If we want to honor the courage of that woman with systems that actually help, here are practical changes we should push for now:

  • Mobile KYC camps and doorstep verification for elderly and immobile citizens.
  • Authorized community agents (trained locals) who can perform KYC and banking tasks within the village.
  • Acceptance of alternative verification methods where biometrics or travel are impractical — e.g., video KYC with trusted witnesses, registered caregiver attestations, or simplified community-based identity records.
  • Policy moves toward a single, portable KYC record that can be used across institutions so people aren't repeatedly forced to travel.
  • Investment in local banking access points (banking correspondents, post office integration) with elder-friendly processes.

These are neither revolutionary nor prohibitively expensive.

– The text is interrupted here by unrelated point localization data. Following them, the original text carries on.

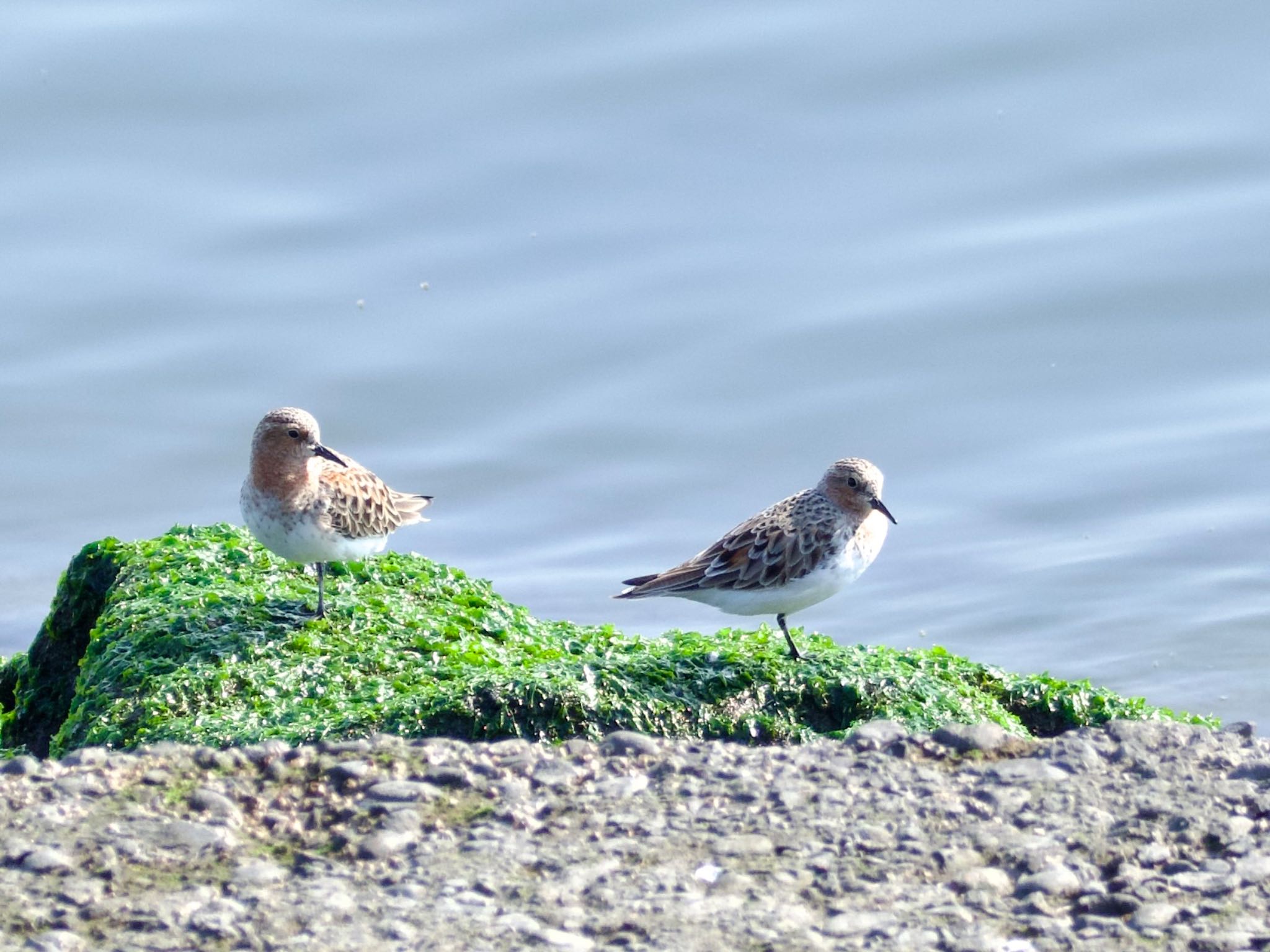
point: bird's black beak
(319, 450)
(878, 505)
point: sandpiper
(791, 555)
(308, 503)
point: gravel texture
(1137, 835)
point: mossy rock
(203, 637)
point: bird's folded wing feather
(362, 506)
(768, 550)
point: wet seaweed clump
(203, 637)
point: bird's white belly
(299, 537)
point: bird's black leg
(794, 654)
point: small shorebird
(308, 503)
(789, 557)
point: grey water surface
(609, 278)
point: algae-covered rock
(203, 637)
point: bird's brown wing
(360, 505)
(776, 546)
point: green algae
(203, 637)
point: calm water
(678, 258)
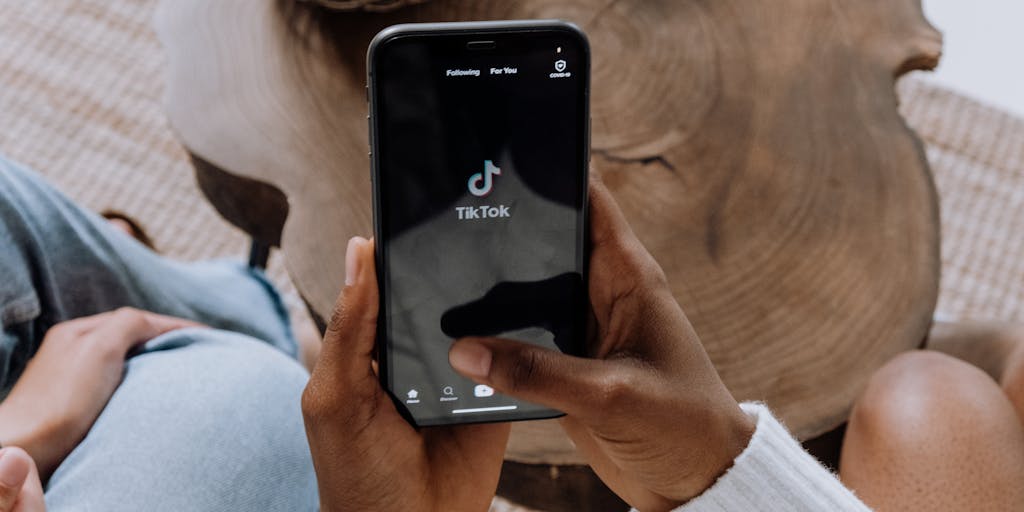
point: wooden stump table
(755, 146)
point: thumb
(15, 469)
(573, 385)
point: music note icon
(481, 183)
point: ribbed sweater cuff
(774, 473)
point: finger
(14, 468)
(79, 327)
(126, 328)
(350, 337)
(574, 385)
(607, 223)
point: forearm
(774, 473)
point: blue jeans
(204, 419)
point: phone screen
(480, 165)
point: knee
(923, 392)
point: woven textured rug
(80, 89)
(80, 101)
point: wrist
(727, 432)
(28, 434)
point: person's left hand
(367, 456)
(67, 384)
(20, 489)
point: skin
(20, 489)
(70, 380)
(934, 433)
(649, 380)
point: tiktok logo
(481, 182)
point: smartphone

They require political will, empathetic product design, and a small shift from assuming the user will come to the service to the service coming to the user.

Why this matters beyond one story

This is not just about one woman or one bank visit. It is about dignity. About the implicit contract between a state and its citizens: that recognition, services, and protections should be reachable — physically and administratively. When systems demand that the weakest walk the farthest, we need to redesign those systems.

I try to keep my optimism tethered to practicality. We can build identity and service systems that are both secure and humane. We can make KYC a bridge to inclusion rather than a gate that keeps people outside. But to do that we must listen to the experiences hidden in news snippets: the long walks, the caregivers on tired backs, the rituals of survival.

A small call to action

If you work in policy, banking, product design, or community development, ask this simple question whenever you redesign a process: who is forced to carry the cost of proving the rest of us right? Start there. Make the systems bear the weight instead of the people.